The heart disease has two target values: 
0 - which signifies that the patient does not have a heart disease.
1 - which signifies that the patient does have a heart disease.
From this dataset, we have taken a specific instance where the patient has a heart disease. We generate 4 different counterfactuals, all of which show us the minimum changes that we can 
make to the feature values in order to change the condition of the patient. 


In [None]:
# Generating counterfactual examples
dice_exp = exp.generate_counterfactuals(query_instance,  # The data from the 1st row of our dataframe 
                                        total_CFs=4,  # Total number of Counterfactual Examples we want to print out. There can be multiple.
                                        desired_class="opposite",  # We want to convert the quality to the opposite one.
                                       features_to_vary=['thalach', 'exang', 'oldpeak', 'slope', 'ca', 'thal', 'restecg','fbs','chol','trestbps'])
# Visualizing counterfactual explanation
dice_exp.visualize_as_dataframe()



Diverse Counterfactuals found! total time taken: 00 min 46 sec
Query instance (original outcome : 1)


Unnamed: 0,age,sex,cp,trestbps,chol,fbs,restecg,thalach,exang,oldpeak,slope,ca,thal,condition
0,67.0,1.0,3.0,120.0,229.0,0.0,2.0,129.0,1.0,2.6,1.0,2.0,2.0,0.99965



Diverse Counterfactual set (new outcome : 0)

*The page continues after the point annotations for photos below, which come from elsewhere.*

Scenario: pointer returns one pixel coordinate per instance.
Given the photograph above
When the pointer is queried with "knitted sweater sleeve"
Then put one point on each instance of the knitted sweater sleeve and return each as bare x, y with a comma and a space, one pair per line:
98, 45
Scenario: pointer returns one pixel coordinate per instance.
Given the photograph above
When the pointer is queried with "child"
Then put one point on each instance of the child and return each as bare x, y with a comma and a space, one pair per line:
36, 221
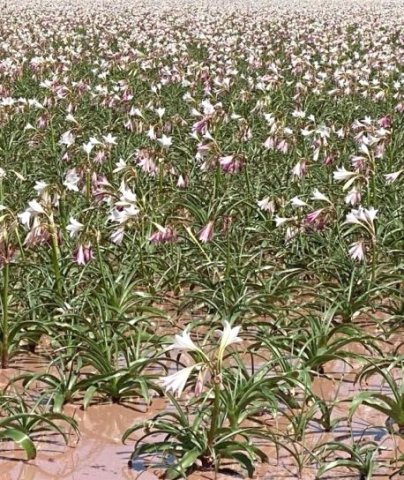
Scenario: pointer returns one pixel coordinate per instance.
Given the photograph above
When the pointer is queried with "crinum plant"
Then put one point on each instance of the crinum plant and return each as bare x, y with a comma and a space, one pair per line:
199, 432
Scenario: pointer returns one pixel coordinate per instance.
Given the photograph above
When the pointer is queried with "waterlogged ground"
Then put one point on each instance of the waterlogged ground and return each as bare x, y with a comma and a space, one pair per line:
201, 202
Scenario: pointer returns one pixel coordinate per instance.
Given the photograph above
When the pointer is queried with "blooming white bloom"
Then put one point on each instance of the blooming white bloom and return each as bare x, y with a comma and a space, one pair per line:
119, 165
117, 236
392, 177
353, 197
317, 195
266, 205
36, 207
74, 227
362, 216
357, 250
281, 220
160, 112
109, 139
300, 169
177, 381
297, 202
67, 139
72, 180
165, 141
40, 186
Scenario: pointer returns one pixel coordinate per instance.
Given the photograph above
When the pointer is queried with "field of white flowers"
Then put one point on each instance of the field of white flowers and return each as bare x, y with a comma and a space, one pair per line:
201, 205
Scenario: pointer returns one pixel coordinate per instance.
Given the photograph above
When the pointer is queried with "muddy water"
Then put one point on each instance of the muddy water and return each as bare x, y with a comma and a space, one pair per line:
100, 454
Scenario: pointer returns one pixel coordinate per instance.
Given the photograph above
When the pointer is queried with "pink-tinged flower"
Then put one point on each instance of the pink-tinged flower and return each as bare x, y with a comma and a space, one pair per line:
313, 217
353, 197
117, 236
72, 180
283, 146
146, 163
38, 235
200, 126
291, 232
329, 160
342, 174
385, 122
74, 227
83, 254
231, 163
163, 235
317, 195
358, 162
266, 205
282, 220
297, 202
184, 342
365, 218
392, 177
206, 233
67, 139
99, 157
177, 381
357, 250
182, 182
165, 141
269, 143
300, 169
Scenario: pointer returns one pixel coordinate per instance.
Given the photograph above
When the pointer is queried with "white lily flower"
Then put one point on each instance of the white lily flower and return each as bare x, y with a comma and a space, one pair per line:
342, 174
392, 177
317, 195
281, 220
165, 141
40, 187
36, 207
297, 202
177, 381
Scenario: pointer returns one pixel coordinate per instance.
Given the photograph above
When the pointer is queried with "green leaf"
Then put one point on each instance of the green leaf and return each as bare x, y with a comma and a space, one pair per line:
180, 468
22, 439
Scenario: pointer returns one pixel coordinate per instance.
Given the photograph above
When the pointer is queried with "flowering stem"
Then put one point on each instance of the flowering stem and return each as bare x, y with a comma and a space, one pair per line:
55, 257
215, 413
4, 303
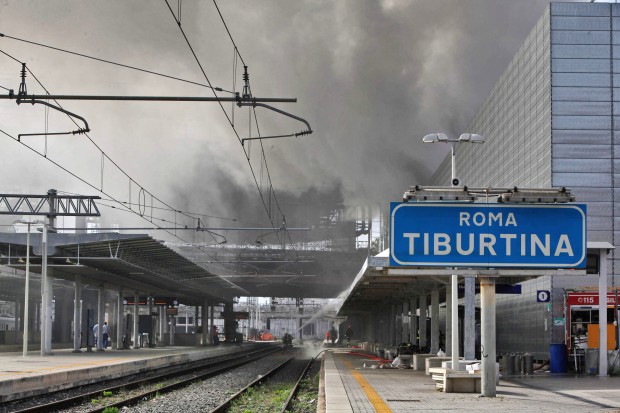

Unnamed: 0,age,sex,cp,trestbps,chol,fbs,restecg,thalach,exang,oldpeak,slope,ca,thal,condition
0,67.0,1.0,3.0,94.0,229.0,1.0,2.0,129.0,0.0,2.6,1.0,0.0,0.0,0.283
1,67.0,1.0,3.0,120.0,186.0,1.0,1.0,124.0,0.0,2.6,2.0,0.0,0.0,0.159
2,67.0,1.0,3.0,120.0,229.0,1.0,1.0,172.0,0.0,3.1,1.0,0.0,2.0,0.315
3,67.0,1.0,3.0,120.0,229.0,0.0,1.0,129.0,0.0,0.6,1.0,0.0,0.0,0.274


We cannot change the sex, age or the type of chest pain of a person suffering from a heart disease. Therefore, we can see that in each of the counterfactuals, we have kept those features unvaried.

The 4 different counterfactuals are all different ways of solving one problem, which is to change the target value from 1 to 0. 

For example, if we look at the second counterfactual on the list, we can see that reduction of cholesterol will lead to decreasing the intensity of the heart disease. Among several other changes, it also shows that upon performing the Thallium test on the heart, there should be normal results and no defects.

A recurring theme in all counterfactuals is the reduction of ‘ca’ from 2 to 0. ‘ca’ signifies the number of blocked vessels of heart. ca is the most important feature contributing to having a heart disease. So, from the results, we can say that the most important factor in changing the condition is to reduce the number of blocked vessels by using methods like angioplasty.